In a bold move to enhance corporate governance and address growing concerns about income inequality, the South African government has recently amended the Companies Act.

These changes, focusing on remuneration policies and social and ethics committees, are set to significantly impact public, state-owned and certain private companies.

Spotlight on executive pay: Increased transparency and accountability

The new amendments introduce stringent requirements for remuneration policies and reporting, particularly for public and state-owned companies.

1. Remuneration policy approval:

Companies must now present their remuneration policies for shareholder approval at the Annual General Meeting (AGM). If not approved, the policy must be re-presented at the next AGM or a special shareholders meeting. Once approved, the policy remains in force for three years, with material amendments requiring shareholder approval before implementation.

2. Detailed annual reporting:

Companies are required to prepare a comprehensive annual remuneration report, which includes: A background statement and the remuneration policy

An implementation report detailing total remuneration for each director and prescribed officer, highest and lowest employee remuneration, average and median employee remuneration, and the remuneration gap between the top 5% and bottom 5% of employees

3. Consequences of non-approval:

If shareholders don’t approve the report at the AGM, the remuneration committee must address their concerns at the next AGM. Non-executive directors on the committee must stand for re-election. If the report is not approved for two consecutive years, these directors may continue as board members if re-elected but cannot serve on the remuneration committee for two years.

These measures aim to foster a culture of transparency and accountability in executive compensation, potentially narrowing the wage gap and promoting fair pay practices.

Strengthening corporate ethics: Revamped social and ethics committees

The amendments also bring significant changes to the requirements for Social and Ethics Committees (SECs). Here are the key points:

1 Expanded Scope: Public and state-owned companies, as well as private companies with a Public Interest Score (PIS) over 500, must establish SECs.
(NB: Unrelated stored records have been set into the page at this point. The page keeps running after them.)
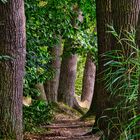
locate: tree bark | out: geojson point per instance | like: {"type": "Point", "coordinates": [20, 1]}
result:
{"type": "Point", "coordinates": [51, 86]}
{"type": "Point", "coordinates": [12, 44]}
{"type": "Point", "coordinates": [40, 88]}
{"type": "Point", "coordinates": [66, 89]}
{"type": "Point", "coordinates": [88, 80]}
{"type": "Point", "coordinates": [100, 96]}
2. Composition requirements: SECs must have at least three members. For public and state-owned companies, the majority must be non-executive directors. Other companies need at least one non-executive director.

3. Reporting obligations: SECs must prepare reports for shareholders detailing their functions and performance, to be presented at AGMs or shareholder meetings.

4. Exemption Process: Companies can apply for exemption from having an SEC if they have an alternative mechanism performing similar functions or if it’s not reasonably necessary given the company’s nature and activities.

5. Implementation timelines: Existing companies have 12 months from the effective date to appoint committee members, while new companies have 12 months from incorporation for meeting the criteria.

These changes aim to enhance corporate social responsibility and ethical business practices across South African companies.

Implications for SA businesses

The amendments to the Companies Act represent a significant shift in South Africa’s corporate governance landscape. By increasing transparency in executive compensation and strengthening the role of social and ethics committees, these changes aim to address public concerns about income inequality and corporate accountability.

Companies will need to adapt quickly to these new requirements, potentially reshaping their governance structures and reporting processes. While the changes may present challenges in the short term, they have the potential to foster a more equitable and responsible business environment in the long run.

As South Africa continues to evolve its corporate regulatory framework, businesses must stay ahead of the curve, ensuring compliance and embracing the principles of transparency, accountability and ethical conduct. These amendments are not just legal obligations but opportunities for companies to build trust, enhance their reputations and contribute positively to the broader society.